Neurocognitive deficits and trajectories in individuals at clinical high risk for psychosis

Objective. This review aims to examine neurocognitive deficits in individuals at clinical high risk (CHR) for psychosis, focusing on comparisons with healthy controls (HCs), differences between CHR individuals who transition to psychosis (CHR-T) and those who do not (CHR-NT), the relationship between cognition, symptoms, and functioning, and longitudinal trajectories of cognitive performance.

Methods. A systematic search of PubMed identified studies published between January 1998 and November 2024. Inclusion criteria required studies to assess neurocognitive performance in CHR individuals using validated criteria, compare CHR individuals to HCs or CHR subgroups (CHR-T/CHR-NT), and evaluate cognitive domains. The findings were analyzed to highlight the most affected cognitive domains and to explore longitudinal patterns of change.
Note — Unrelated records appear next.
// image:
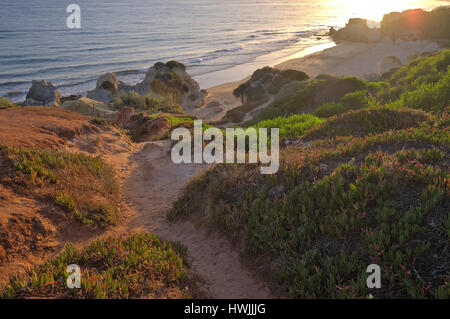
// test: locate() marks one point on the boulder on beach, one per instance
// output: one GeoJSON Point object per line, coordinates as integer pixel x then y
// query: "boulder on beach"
{"type": "Point", "coordinates": [265, 82]}
{"type": "Point", "coordinates": [171, 79]}
{"type": "Point", "coordinates": [89, 107]}
{"type": "Point", "coordinates": [356, 30]}
{"type": "Point", "coordinates": [417, 24]}
{"type": "Point", "coordinates": [106, 89]}
{"type": "Point", "coordinates": [389, 63]}
{"type": "Point", "coordinates": [42, 93]}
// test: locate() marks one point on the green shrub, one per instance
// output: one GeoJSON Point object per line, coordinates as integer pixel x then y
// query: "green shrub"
{"type": "Point", "coordinates": [368, 121]}
{"type": "Point", "coordinates": [150, 102]}
{"type": "Point", "coordinates": [428, 96]}
{"type": "Point", "coordinates": [290, 127]}
{"type": "Point", "coordinates": [336, 207]}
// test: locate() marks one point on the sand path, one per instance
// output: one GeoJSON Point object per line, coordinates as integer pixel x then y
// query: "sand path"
{"type": "Point", "coordinates": [153, 183]}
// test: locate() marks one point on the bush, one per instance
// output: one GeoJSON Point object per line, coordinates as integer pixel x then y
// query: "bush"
{"type": "Point", "coordinates": [368, 121]}
{"type": "Point", "coordinates": [428, 96]}
{"type": "Point", "coordinates": [84, 186]}
{"type": "Point", "coordinates": [290, 127]}
{"type": "Point", "coordinates": [336, 207]}
{"type": "Point", "coordinates": [151, 102]}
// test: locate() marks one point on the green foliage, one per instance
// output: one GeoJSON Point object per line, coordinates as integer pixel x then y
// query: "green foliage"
{"type": "Point", "coordinates": [290, 127]}
{"type": "Point", "coordinates": [428, 96]}
{"type": "Point", "coordinates": [368, 121]}
{"type": "Point", "coordinates": [130, 267]}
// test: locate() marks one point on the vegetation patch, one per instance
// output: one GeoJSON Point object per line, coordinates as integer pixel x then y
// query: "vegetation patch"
{"type": "Point", "coordinates": [137, 266]}
{"type": "Point", "coordinates": [336, 207]}
{"type": "Point", "coordinates": [84, 186]}
{"type": "Point", "coordinates": [150, 103]}
{"type": "Point", "coordinates": [367, 121]}
{"type": "Point", "coordinates": [5, 103]}
{"type": "Point", "coordinates": [290, 127]}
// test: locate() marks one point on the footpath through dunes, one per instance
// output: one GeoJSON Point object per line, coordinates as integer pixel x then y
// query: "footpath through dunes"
{"type": "Point", "coordinates": [153, 184]}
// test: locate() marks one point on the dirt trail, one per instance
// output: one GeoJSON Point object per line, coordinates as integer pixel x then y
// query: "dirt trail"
{"type": "Point", "coordinates": [153, 183]}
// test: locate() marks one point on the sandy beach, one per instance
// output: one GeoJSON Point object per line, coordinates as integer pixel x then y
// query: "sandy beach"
{"type": "Point", "coordinates": [365, 60]}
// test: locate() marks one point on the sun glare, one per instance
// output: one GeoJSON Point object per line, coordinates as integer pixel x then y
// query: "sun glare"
{"type": "Point", "coordinates": [375, 9]}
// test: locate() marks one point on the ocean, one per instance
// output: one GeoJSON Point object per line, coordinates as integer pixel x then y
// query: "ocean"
{"type": "Point", "coordinates": [211, 37]}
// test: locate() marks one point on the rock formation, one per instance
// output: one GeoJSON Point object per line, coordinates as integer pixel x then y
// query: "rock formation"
{"type": "Point", "coordinates": [356, 30]}
{"type": "Point", "coordinates": [417, 24]}
{"type": "Point", "coordinates": [42, 93]}
{"type": "Point", "coordinates": [265, 82]}
{"type": "Point", "coordinates": [89, 107]}
{"type": "Point", "coordinates": [170, 79]}
{"type": "Point", "coordinates": [106, 89]}
{"type": "Point", "coordinates": [389, 63]}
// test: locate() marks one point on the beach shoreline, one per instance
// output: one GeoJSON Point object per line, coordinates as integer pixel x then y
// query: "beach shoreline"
{"type": "Point", "coordinates": [364, 60]}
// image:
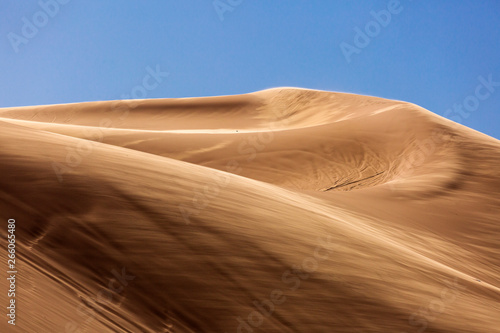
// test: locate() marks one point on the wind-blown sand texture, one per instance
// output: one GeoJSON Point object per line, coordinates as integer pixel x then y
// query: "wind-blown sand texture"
{"type": "Point", "coordinates": [284, 210]}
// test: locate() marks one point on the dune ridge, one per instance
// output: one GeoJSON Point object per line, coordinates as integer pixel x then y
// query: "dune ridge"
{"type": "Point", "coordinates": [284, 210]}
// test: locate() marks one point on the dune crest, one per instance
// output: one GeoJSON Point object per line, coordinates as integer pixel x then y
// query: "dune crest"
{"type": "Point", "coordinates": [284, 210]}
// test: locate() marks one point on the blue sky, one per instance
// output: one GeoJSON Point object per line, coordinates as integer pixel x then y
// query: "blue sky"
{"type": "Point", "coordinates": [431, 53]}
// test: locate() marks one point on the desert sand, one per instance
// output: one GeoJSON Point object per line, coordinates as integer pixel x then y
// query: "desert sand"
{"type": "Point", "coordinates": [284, 210]}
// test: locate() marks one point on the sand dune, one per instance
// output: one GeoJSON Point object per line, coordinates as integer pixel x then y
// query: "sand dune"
{"type": "Point", "coordinates": [284, 210]}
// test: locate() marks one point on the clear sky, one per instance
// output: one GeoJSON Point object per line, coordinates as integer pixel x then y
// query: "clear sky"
{"type": "Point", "coordinates": [440, 54]}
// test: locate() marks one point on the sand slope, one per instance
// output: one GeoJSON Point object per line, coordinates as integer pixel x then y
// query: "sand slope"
{"type": "Point", "coordinates": [285, 210]}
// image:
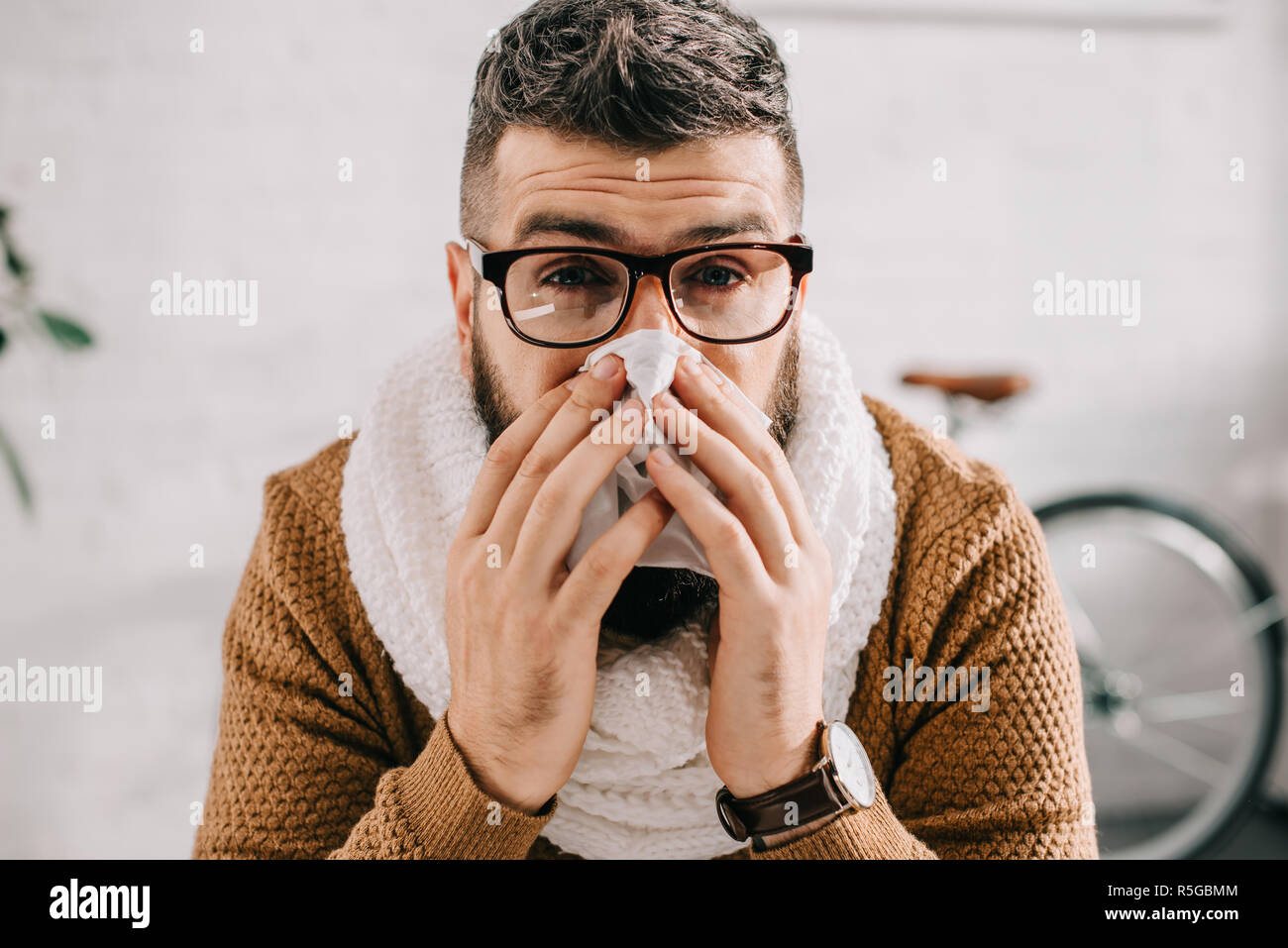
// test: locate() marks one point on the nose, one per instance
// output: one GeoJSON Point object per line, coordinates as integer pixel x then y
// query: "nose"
{"type": "Point", "coordinates": [649, 309]}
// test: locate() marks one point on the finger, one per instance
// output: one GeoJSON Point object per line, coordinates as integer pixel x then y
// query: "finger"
{"type": "Point", "coordinates": [588, 404]}
{"type": "Point", "coordinates": [748, 492]}
{"type": "Point", "coordinates": [728, 415]}
{"type": "Point", "coordinates": [592, 583]}
{"type": "Point", "coordinates": [503, 458]}
{"type": "Point", "coordinates": [733, 557]}
{"type": "Point", "coordinates": [555, 513]}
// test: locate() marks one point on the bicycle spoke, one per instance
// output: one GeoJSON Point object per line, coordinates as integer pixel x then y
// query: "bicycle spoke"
{"type": "Point", "coordinates": [1163, 708]}
{"type": "Point", "coordinates": [1248, 623]}
{"type": "Point", "coordinates": [1179, 755]}
{"type": "Point", "coordinates": [1091, 636]}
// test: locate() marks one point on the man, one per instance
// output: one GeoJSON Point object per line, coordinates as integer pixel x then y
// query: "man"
{"type": "Point", "coordinates": [413, 670]}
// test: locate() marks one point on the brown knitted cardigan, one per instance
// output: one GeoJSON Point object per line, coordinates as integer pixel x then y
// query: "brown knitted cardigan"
{"type": "Point", "coordinates": [323, 753]}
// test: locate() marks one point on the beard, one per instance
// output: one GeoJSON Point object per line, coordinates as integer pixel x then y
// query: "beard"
{"type": "Point", "coordinates": [652, 600]}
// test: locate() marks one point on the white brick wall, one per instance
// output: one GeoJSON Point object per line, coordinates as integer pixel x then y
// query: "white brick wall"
{"type": "Point", "coordinates": [223, 165]}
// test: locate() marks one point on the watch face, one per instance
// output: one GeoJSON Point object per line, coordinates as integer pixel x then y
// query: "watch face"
{"type": "Point", "coordinates": [851, 766]}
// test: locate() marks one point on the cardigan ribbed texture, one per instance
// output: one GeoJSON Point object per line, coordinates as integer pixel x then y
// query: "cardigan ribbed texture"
{"type": "Point", "coordinates": [323, 753]}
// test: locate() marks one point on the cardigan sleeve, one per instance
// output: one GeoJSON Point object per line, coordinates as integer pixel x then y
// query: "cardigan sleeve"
{"type": "Point", "coordinates": [303, 767]}
{"type": "Point", "coordinates": [1003, 777]}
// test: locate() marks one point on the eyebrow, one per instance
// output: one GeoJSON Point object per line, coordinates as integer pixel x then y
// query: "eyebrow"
{"type": "Point", "coordinates": [599, 232]}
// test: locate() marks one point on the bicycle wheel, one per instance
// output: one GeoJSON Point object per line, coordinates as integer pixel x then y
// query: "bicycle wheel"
{"type": "Point", "coordinates": [1180, 636]}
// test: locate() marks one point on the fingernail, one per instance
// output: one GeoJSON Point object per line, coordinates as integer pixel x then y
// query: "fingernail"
{"type": "Point", "coordinates": [632, 412]}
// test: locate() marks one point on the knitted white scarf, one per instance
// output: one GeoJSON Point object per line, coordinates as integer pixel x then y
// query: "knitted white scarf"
{"type": "Point", "coordinates": [643, 786]}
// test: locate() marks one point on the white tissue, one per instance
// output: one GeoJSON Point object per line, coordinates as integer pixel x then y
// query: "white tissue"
{"type": "Point", "coordinates": [649, 357]}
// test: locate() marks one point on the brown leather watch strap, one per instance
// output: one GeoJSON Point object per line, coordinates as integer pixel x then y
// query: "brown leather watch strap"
{"type": "Point", "coordinates": [802, 801]}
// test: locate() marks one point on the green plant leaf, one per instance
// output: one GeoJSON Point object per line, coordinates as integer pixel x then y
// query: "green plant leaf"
{"type": "Point", "coordinates": [14, 466]}
{"type": "Point", "coordinates": [67, 333]}
{"type": "Point", "coordinates": [16, 264]}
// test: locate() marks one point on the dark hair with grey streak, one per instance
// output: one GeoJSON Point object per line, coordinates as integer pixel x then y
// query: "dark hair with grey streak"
{"type": "Point", "coordinates": [640, 75]}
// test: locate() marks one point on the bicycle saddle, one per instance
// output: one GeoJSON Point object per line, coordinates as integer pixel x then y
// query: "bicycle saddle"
{"type": "Point", "coordinates": [986, 388]}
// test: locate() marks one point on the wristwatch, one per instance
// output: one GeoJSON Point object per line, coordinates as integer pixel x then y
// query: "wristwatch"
{"type": "Point", "coordinates": [841, 779]}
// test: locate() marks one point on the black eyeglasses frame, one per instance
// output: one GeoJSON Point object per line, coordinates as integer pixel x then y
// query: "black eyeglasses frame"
{"type": "Point", "coordinates": [494, 264]}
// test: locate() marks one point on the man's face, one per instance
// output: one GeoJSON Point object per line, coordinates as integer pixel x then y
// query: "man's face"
{"type": "Point", "coordinates": [728, 189]}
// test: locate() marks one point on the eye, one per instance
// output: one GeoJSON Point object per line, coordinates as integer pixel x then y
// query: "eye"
{"type": "Point", "coordinates": [713, 274]}
{"type": "Point", "coordinates": [717, 275]}
{"type": "Point", "coordinates": [572, 274]}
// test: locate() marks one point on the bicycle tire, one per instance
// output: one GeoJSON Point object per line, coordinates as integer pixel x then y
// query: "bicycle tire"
{"type": "Point", "coordinates": [1261, 588]}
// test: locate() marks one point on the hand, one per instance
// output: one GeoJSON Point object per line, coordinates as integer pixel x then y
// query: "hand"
{"type": "Point", "coordinates": [522, 631]}
{"type": "Point", "coordinates": [767, 643]}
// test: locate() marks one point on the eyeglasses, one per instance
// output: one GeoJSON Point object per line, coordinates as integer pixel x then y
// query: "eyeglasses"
{"type": "Point", "coordinates": [571, 296]}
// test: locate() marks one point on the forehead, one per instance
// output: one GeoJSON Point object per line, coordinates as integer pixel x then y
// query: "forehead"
{"type": "Point", "coordinates": [649, 198]}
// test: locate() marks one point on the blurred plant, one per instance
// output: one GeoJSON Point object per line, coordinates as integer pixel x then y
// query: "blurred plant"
{"type": "Point", "coordinates": [18, 311]}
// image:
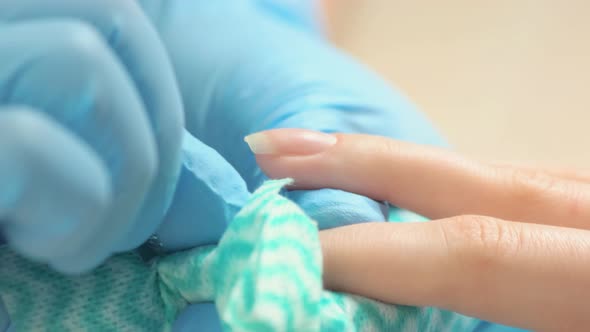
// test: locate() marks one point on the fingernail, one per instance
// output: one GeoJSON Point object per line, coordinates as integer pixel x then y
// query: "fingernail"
{"type": "Point", "coordinates": [289, 142]}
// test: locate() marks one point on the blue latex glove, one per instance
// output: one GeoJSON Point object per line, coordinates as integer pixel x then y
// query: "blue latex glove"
{"type": "Point", "coordinates": [90, 129]}
{"type": "Point", "coordinates": [246, 66]}
{"type": "Point", "coordinates": [242, 67]}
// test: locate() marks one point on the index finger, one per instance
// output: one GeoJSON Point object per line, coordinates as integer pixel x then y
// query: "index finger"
{"type": "Point", "coordinates": [433, 182]}
{"type": "Point", "coordinates": [526, 275]}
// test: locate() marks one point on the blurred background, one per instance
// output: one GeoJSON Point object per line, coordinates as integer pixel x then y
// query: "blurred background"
{"type": "Point", "coordinates": [504, 80]}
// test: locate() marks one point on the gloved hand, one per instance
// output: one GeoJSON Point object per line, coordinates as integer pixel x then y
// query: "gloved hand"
{"type": "Point", "coordinates": [246, 66]}
{"type": "Point", "coordinates": [90, 129]}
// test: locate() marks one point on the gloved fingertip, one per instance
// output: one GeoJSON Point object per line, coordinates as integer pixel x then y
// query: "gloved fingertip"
{"type": "Point", "coordinates": [198, 317]}
{"type": "Point", "coordinates": [334, 208]}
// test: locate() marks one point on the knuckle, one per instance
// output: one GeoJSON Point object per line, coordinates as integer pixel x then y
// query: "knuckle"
{"type": "Point", "coordinates": [530, 187]}
{"type": "Point", "coordinates": [480, 243]}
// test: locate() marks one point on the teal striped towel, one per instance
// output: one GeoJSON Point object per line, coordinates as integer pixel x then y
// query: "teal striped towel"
{"type": "Point", "coordinates": [264, 275]}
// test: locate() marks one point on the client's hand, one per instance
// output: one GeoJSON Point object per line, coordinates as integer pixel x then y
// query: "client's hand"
{"type": "Point", "coordinates": [511, 244]}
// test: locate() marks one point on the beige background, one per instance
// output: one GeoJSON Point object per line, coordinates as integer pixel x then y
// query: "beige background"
{"type": "Point", "coordinates": [502, 79]}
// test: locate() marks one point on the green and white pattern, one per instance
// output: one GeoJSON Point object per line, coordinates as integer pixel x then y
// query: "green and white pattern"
{"type": "Point", "coordinates": [265, 275]}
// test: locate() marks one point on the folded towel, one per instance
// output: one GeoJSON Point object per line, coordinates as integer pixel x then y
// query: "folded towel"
{"type": "Point", "coordinates": [264, 275]}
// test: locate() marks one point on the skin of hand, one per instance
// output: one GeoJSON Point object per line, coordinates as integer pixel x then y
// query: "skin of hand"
{"type": "Point", "coordinates": [91, 125]}
{"type": "Point", "coordinates": [508, 244]}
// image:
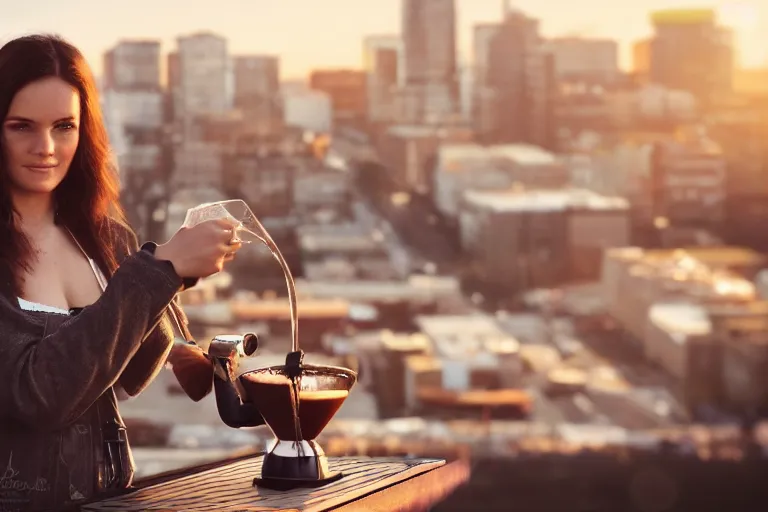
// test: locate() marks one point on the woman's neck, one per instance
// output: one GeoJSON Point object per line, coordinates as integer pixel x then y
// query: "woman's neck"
{"type": "Point", "coordinates": [34, 211]}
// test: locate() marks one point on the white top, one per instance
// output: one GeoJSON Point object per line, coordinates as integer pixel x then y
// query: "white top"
{"type": "Point", "coordinates": [36, 306]}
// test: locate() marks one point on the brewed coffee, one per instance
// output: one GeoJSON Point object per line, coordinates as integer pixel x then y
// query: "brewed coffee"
{"type": "Point", "coordinates": [316, 408]}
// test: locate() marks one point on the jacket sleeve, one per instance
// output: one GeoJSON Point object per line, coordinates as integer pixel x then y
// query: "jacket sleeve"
{"type": "Point", "coordinates": [153, 352]}
{"type": "Point", "coordinates": [47, 382]}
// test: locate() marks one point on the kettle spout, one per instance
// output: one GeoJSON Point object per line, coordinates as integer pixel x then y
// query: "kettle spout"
{"type": "Point", "coordinates": [234, 408]}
Results. CHR individuals exhibited widespread neurocognitive impairments, with verbal memory, processing speed, and executive functions most consistently affected compared to HCs. CHR-T individuals demonstrated greater baseline deficits and progressive reductions in cognitive performance over time, particularly in verbal memory and processing speed, while CHR-NT showed stability or improvement. Neurocognitive deficits were linked to symptom severity and poorer functional outcomes, with CHR-NT improvements associated with reduced symptoms. Longitudinal analyses highlighted heterogeneous trajectories, underscoring the importance of identifying early cognitive markers of transition risk.

Conclusions. Neurocognitive deficits are central to psychosis risk, with distinct trajectories differentiating CHR-T from CHR-NT individuals. These findings emphasize the need for targeted interventions and integration of neurocognitive assessments in clinical practice to enhance prediction and prevention efforts.